Marian Wright Powers and the museum's founding
Marian Wright Powers was a member of one of Carthage's most established 19th and early-20th-century families. The Powers family had substantial holdings in the local lead and zinc mining economy and accumulated a large collection of Carthage-related photographs, documents, artifacts, and family memorabilia across multiple generations. Marian, the family's last surviving direct descendant, took on the role of family historian in her later years and was deeply committed to preserving the collection for future Carthage generations.
Marian's bequest to the city of Carthage in the late 1980s included the full family collection, a substantial monetary endowment for museum operations, and specific instructions for the establishment of a permanent community history museum. The city accepted the bequest and partnered with local historians and museum professionals to design a purpose-built facility that could properly house and display the collection. The Powers Museum opened in 1988 with the founding collection forming the core of the institution's holdings.

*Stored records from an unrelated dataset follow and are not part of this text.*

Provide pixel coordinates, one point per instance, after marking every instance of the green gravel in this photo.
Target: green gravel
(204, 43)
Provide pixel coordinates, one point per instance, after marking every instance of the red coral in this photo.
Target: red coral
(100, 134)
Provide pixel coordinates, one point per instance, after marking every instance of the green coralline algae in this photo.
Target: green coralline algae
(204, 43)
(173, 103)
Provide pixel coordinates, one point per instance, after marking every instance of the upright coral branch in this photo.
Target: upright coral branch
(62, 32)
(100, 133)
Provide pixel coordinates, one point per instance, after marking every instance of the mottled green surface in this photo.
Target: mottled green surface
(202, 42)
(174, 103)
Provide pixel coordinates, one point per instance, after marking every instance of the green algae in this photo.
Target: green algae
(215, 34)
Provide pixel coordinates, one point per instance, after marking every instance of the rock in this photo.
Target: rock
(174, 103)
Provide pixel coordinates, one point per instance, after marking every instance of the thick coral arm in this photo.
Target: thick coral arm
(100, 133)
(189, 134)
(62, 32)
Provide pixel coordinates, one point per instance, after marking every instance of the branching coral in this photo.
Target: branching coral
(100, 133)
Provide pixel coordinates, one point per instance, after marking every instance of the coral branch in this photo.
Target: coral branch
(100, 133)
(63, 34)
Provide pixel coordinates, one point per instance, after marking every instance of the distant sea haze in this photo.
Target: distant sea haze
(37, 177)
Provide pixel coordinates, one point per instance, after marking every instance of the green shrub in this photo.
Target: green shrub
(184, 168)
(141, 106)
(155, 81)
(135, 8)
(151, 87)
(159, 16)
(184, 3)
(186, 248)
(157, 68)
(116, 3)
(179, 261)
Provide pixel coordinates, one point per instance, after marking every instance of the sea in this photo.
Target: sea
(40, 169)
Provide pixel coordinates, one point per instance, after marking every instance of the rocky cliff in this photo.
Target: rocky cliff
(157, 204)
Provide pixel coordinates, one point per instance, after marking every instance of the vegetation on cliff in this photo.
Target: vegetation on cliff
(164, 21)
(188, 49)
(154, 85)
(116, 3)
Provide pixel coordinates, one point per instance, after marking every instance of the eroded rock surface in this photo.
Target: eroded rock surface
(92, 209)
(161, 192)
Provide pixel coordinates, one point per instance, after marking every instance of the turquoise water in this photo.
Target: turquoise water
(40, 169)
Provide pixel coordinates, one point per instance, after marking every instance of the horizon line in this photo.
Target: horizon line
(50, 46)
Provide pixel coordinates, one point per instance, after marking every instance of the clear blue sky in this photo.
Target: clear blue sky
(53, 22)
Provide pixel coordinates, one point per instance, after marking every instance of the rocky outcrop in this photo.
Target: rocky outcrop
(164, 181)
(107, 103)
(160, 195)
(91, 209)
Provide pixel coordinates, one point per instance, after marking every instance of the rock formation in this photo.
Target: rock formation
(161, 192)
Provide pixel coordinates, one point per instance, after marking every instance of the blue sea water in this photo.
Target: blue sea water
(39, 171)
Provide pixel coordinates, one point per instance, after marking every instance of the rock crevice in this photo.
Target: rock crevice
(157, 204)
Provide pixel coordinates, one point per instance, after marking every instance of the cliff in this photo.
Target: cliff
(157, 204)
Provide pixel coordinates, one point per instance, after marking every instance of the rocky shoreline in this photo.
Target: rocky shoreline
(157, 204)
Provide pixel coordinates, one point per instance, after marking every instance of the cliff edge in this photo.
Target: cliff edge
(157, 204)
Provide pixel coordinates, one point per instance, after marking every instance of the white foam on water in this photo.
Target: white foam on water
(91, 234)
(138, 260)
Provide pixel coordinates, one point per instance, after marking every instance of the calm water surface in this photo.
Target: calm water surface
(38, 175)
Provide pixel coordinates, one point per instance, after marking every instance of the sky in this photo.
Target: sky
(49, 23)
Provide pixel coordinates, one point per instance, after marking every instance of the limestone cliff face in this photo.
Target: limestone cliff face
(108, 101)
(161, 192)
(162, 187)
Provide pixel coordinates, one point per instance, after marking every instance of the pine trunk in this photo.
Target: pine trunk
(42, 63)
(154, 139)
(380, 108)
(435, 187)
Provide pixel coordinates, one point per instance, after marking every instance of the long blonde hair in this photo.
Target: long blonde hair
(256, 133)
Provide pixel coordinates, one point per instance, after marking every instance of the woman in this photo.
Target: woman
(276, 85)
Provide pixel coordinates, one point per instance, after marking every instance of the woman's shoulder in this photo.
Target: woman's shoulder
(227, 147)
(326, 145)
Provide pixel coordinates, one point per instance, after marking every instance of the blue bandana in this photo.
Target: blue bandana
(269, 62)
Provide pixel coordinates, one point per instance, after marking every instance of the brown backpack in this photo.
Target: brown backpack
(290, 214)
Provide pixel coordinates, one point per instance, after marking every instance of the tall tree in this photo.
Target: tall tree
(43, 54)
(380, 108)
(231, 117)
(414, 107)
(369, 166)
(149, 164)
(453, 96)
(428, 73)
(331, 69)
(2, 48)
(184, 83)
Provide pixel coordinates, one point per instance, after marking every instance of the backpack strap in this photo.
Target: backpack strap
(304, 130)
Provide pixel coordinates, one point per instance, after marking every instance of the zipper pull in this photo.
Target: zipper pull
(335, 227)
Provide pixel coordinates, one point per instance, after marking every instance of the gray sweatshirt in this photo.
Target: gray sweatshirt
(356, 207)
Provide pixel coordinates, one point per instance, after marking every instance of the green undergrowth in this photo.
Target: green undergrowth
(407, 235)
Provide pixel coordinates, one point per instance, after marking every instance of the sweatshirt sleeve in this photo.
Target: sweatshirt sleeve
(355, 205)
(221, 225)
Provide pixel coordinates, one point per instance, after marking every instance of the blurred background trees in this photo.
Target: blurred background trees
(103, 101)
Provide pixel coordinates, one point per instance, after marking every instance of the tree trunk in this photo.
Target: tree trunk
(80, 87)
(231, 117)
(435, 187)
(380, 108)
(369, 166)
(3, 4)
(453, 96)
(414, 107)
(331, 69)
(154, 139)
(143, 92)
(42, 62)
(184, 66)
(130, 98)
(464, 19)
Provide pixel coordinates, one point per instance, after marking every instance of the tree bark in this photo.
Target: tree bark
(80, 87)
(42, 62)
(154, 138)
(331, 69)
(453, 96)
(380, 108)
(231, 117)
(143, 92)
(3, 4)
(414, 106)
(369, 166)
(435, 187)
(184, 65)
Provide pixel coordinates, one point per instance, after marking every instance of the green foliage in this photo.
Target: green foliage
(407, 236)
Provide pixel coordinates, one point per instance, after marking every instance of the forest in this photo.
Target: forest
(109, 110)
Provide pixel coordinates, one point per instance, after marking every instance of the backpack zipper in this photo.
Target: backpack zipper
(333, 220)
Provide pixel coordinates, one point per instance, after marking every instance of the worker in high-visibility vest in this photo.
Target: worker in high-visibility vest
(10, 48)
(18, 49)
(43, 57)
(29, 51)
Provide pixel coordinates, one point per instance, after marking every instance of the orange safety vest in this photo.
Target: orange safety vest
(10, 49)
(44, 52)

Subsequent decades have added substantially to the collection through additional donations from Carthage families, partnerships with the Carthage Historical Society, acquisitions of historically significant items, and the ongoing work of the museum staff in documenting and preserving Carthage's living history. The museum's archives now include thousands of photographs, hundreds of artifact items, original documents from the 19th and 20th centuries, and rotating temporary exhibit material.